Finance Tips: The Essential Guide to Managing Your Money

Finance Tips: The Essential Guide to Managing Your Money

Disclaimer: The following information is for informational purposes only, and should not be considered legal or financial advice. Please consult a financial professional for financial advice for your situation. 

Many people go through years of education, go to college, and graduate into the "real world" without ever learning how to do something that is so essential: setting themselves up for financial success.

Millions of people struggle with student loan debt, credit card debt, and living paycheck to paycheck (78% of Americans actually do). A lack of financial literacy can keep you in the cycle of living paycheck-to-paycheck, and keep you in debt longer- sometimes your entire life.
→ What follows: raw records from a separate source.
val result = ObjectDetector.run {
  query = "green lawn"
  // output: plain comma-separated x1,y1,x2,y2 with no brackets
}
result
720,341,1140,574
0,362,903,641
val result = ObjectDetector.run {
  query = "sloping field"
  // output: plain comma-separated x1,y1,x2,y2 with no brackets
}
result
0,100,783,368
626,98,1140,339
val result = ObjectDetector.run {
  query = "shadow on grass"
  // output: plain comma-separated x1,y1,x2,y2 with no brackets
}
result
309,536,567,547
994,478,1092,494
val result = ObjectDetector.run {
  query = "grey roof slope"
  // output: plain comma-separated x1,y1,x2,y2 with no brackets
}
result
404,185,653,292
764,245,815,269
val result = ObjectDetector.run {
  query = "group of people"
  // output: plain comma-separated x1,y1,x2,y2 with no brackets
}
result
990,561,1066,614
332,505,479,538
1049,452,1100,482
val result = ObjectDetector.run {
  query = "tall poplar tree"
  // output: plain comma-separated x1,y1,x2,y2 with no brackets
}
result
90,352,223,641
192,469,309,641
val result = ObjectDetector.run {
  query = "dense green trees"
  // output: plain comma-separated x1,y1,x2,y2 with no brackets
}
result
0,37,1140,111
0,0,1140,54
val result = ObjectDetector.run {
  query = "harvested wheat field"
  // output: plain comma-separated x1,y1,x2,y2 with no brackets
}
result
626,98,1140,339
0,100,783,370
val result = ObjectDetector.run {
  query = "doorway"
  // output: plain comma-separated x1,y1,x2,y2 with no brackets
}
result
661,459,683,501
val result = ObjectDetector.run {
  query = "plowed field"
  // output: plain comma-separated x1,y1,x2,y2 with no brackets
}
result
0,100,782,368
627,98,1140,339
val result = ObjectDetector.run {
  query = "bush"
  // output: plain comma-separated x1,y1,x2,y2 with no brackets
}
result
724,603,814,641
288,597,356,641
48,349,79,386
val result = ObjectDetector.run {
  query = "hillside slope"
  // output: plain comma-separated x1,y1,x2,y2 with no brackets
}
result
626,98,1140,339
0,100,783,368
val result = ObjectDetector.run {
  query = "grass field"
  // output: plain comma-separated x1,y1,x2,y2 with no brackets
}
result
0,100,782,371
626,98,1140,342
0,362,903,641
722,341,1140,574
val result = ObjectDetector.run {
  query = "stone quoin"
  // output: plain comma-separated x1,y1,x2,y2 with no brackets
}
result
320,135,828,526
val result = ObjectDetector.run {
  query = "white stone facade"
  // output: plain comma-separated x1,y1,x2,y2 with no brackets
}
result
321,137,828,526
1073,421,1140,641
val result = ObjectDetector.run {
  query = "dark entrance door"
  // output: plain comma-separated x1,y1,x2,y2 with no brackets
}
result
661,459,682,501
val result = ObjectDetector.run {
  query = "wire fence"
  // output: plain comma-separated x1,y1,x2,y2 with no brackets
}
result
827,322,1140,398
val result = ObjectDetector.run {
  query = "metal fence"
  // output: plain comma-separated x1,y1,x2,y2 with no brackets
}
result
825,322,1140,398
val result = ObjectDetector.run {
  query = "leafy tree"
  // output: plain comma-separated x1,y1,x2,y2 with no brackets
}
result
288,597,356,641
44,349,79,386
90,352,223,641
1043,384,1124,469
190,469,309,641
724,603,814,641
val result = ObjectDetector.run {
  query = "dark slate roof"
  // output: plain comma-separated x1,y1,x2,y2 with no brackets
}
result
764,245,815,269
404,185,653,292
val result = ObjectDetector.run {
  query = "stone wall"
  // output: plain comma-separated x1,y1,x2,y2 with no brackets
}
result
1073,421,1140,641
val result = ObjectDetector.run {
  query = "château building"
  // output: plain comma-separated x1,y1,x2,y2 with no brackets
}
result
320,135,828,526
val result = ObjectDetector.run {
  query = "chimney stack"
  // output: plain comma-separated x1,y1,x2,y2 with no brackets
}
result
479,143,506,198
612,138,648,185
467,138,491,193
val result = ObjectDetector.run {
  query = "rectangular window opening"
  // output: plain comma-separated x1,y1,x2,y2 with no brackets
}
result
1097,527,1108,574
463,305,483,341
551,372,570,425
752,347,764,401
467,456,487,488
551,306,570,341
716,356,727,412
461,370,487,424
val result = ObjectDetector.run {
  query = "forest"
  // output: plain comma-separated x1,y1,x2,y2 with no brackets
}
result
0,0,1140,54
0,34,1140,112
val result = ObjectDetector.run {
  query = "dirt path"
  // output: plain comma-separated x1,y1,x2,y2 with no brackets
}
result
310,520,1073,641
Being financially well is just as important as your physical and mental health, and entails many of the same principles as physical and emotional well-being. I took an interest in personal finance towards the end of college when I came across the popular subreddit, r/personalfinance. A few months after college ended, I lucked out on a job as a product designer on a financial education software product, for which I designed tools to teach the very financial principles we're about to discuss.

Let's go over the basics of getting your finances in order, along with actionable tips, tools, and apps to help you out.


The first step to getting a hold of your finances is to get a good idea of where your money is going:

What are your sources of income? 

What are you spending your money on? 

What are you spending too much money on? 

Where can you cut back? 

These questions can be answered by creating a budget.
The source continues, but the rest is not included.